A fresh new year has begun and we already have security vulnerabilities in two of the most popular operating systems; Windows and OS X. Let’s start with the more worrisome one – Windows.
According to a recent Microsoft Security Advisory, the Graphics Rendering Engine that ships with most versions of Windows (one of the components that helps display graphics on your screen) suffers from a zero day vulnerability. Specifically, a flaw in how the Graphics Rendering engine parses specially crafted thumbnail images could result in a buffer overflow. By enticing you to preview a thumbnail image, perhaps hosted on a website or sent within an email, an attacker could exploit this flaw to execute code on your computer, with your privileges. If you’re a local administrator, the attacker gets the keys to your castle.
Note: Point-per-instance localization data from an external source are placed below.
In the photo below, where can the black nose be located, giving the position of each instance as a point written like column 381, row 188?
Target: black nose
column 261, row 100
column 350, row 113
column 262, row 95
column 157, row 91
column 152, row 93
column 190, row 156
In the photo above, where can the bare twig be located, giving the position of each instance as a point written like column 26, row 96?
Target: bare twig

Microsoft doesn’t have a patch for this vulnerability, but they do describe a workaround that will mitigate some attacks. See the “Mitigating Factors and Suggested Actions” section of their advisory for more details. Unfortunately, they don’t say whether or not attackers are exploiting this zero day in the wild. Though Patch Day is coming up next week, I doubt Microsoft will get this fix out by then, so be sure to be careful handling thumbnail images.
Next up is Apple. Late yesterday, Apple released a security update for OS X 10.6.x (Snow Leopard). The update only seems to fix one marginally severe vulnerability. Apple’s alert doesn’t describe the flaw in much technical detail. They only say that a format string flaw in PackageKit could allow an attacker to execute code on your Mac. In order to exploit this flaw, the attacker would need to deliver a malicious package via Apple’s Software Update, which means he would need to complete a Man-in-the-Middle attack to gain control of where Software Update gets its package from. In short, attackers will have a hard time leveraging this flaw without local access to your network. Nonetheless, Snow Leopard users should download the 10.6.6 update or let Software Update do it for them.
In summary, if you’re a Windows user, be careful with thumbnails, and look for updates next Tuesday, and if you’re a Snow Leopard user, upgrade as soon as you can.